Gates repeated the same theme for his Comdex keynotes for years. Each time, he was able to show how the vision had advanced, and how things were moving in the direction of pervasive network access to data and document-centric systems which we do have today.

And that’s the thing, I realized that Microsoft’s product introductions, and development choices, which looked chaotic on the ground, were actually very orderly seen from the air. There was a real strategy at work, and it was a global one. That’s why, although MS knew very well that WfW had huge gaps, they released it—it was the “driver” for the network cards the really wanted to sell.

And it worked, WfW meant that small businesses, the majority of computing seats, were getting network connections for the first time. This critical enabling technology had to be in place for anything else to work, and now it was. And, it was like “wetting the sponge². Once the MS adapters were being adopted, it made a market for others and people started to put network adapters in all of their machines but not buy the hardware from Microsoft because they could find it cheaper.

A related example: email was also a critical enabling technology in the IaYF strategy. So Microsoft bought a really crappy but ready to ship email package called Network Courier from a small company in Seattle. It was bad. I hated it. But, people bought it and while they abandoned it as soon as they realized things could be better, they had become reliant on email and so it had worked.

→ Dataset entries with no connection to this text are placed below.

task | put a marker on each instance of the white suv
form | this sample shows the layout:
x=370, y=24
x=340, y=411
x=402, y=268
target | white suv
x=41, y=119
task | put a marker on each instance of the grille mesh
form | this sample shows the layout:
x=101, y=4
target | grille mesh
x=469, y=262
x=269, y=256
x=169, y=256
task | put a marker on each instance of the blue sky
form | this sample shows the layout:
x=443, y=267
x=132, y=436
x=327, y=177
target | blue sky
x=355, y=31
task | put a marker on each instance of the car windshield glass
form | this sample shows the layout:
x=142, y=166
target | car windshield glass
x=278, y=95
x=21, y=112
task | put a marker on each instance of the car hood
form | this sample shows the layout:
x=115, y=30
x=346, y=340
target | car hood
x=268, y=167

So, bottom line, Microsoft and their partners (as in the alliance mentioned by @MrChips) both stunted and advanced desktop computing. A real vision from Gates and Microsoft gave us network connectivity before it could have been expected, and a focus on the IaYF strategy allowed the evolution of desktop computing to take a good direction while MS hegemony may well have been a necessary evil while there was still no standards-based interoperability.

I am grateful to Bill Gates for the good things his persistent pursuit of IaYF brought and while I often bemoaned the practical result of the chaotic appearance of MS product choices, in retrospect more than at the time, I can see it wasn’t chaotic it was just “the next possible” while keeping an eye on a much bigger picture.

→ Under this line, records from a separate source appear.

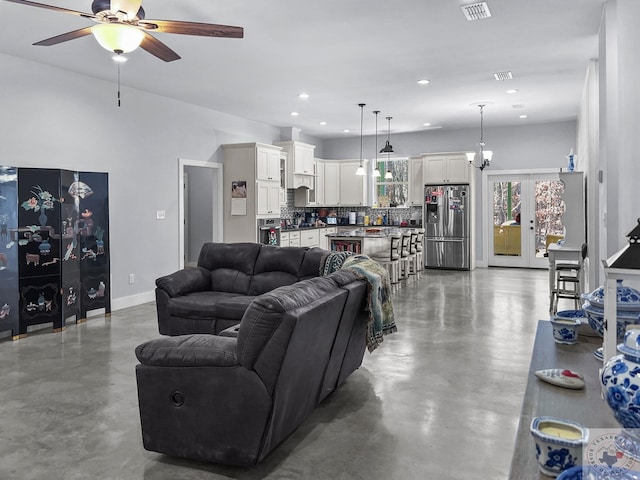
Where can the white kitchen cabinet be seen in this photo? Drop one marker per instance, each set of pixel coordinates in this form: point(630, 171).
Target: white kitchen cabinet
point(319, 190)
point(447, 169)
point(310, 238)
point(324, 237)
point(268, 198)
point(331, 172)
point(416, 181)
point(256, 167)
point(300, 163)
point(284, 239)
point(267, 164)
point(353, 188)
point(294, 239)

1. Keep in mind that ARPANet wasn’t a thing available to the general public at the time. To access it you needed to have some relationship to a large defense contractor, scientific research organization, a university, or the DoD. Or, you could, as I did get an MCIMail account which let you send and recieve email using SMTP through their service as well as some other cool things. But I had an email address, on the (eventually to be “Internet”) a rarity outside the groups mentioned above.

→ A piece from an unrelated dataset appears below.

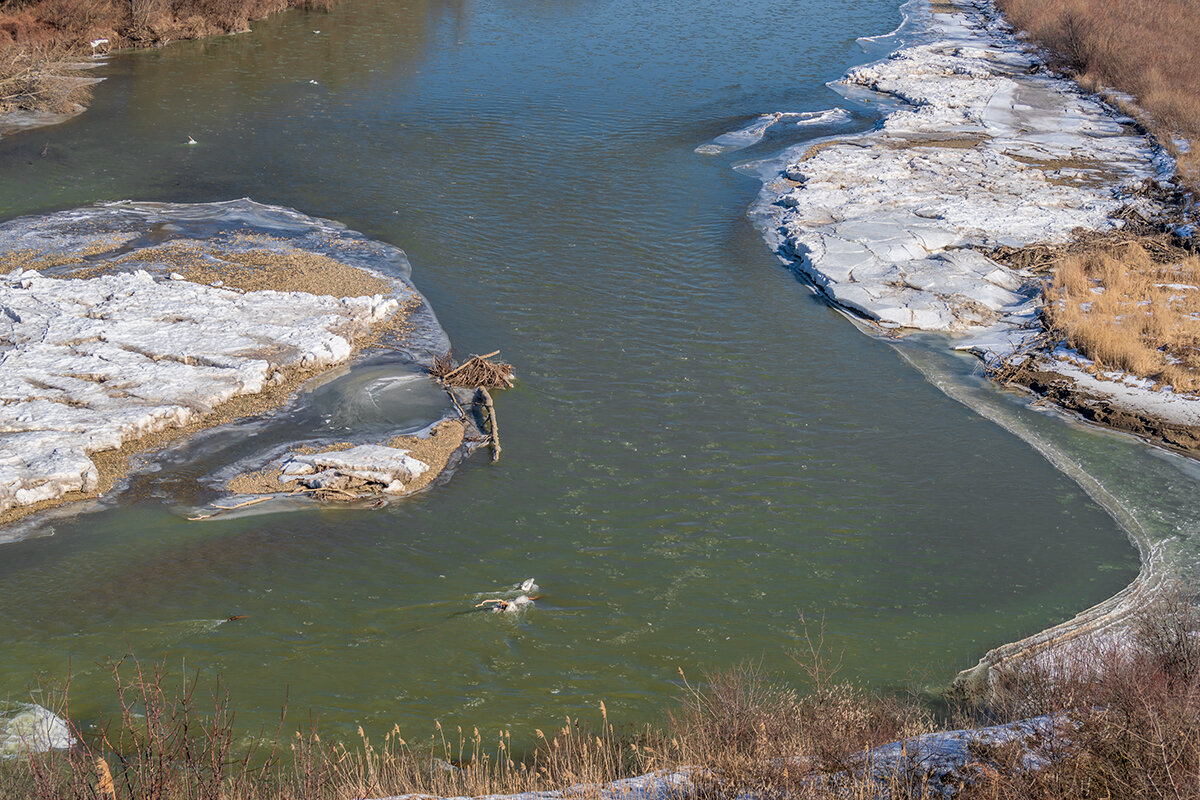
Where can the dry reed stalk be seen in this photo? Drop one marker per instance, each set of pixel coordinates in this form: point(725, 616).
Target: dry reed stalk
point(1131, 310)
point(1146, 49)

2. If you pour water on a dry sponge it runs right off. There is a huge potential for absorbing it but it doesn’t penetrate. If you put a few drops on the sponge and wait, it will be absorbed and provide a path for the rest of the water into the sponge. Pouring water onto a wet sponge has a very different effect, hence “wetting the sponge” as a metaphor for opening up a potential to absorb something.
 

MrSalts

Joined Apr 2, 2020
2,767
There is one place that Apple shined in the early days of computing - networking. I some original Macs and Mac Ci and Si and an Apple a network with an Apple laser printer using AppleTalk - initially launched in the mid-late 1980s

Security allowed the owner to set files as shareable and can be set up with workgroups to assign specific teams access. No server needed, just the file shared on the individual desktop units. Unfortunately, the Apple OS didn't allow a multiuser environment or login password protection at the time so security was only as good as the lock on an office door.

Apple could have had a huge contract for administration at government labs but they wouldn't comply with some of the hurdles as a supplier to the US government for large contracts. It is also possible that the contract was way more than their capacity. A DARPA and National Lab Acquisition team came to our lab, interviewed us and got a demo of laser printer quality and office networking. They wanted to get rid of all the typewriters and install an Apple Mac on every admin's desk. it didn't really happen for another 7 years - with Windows PCs.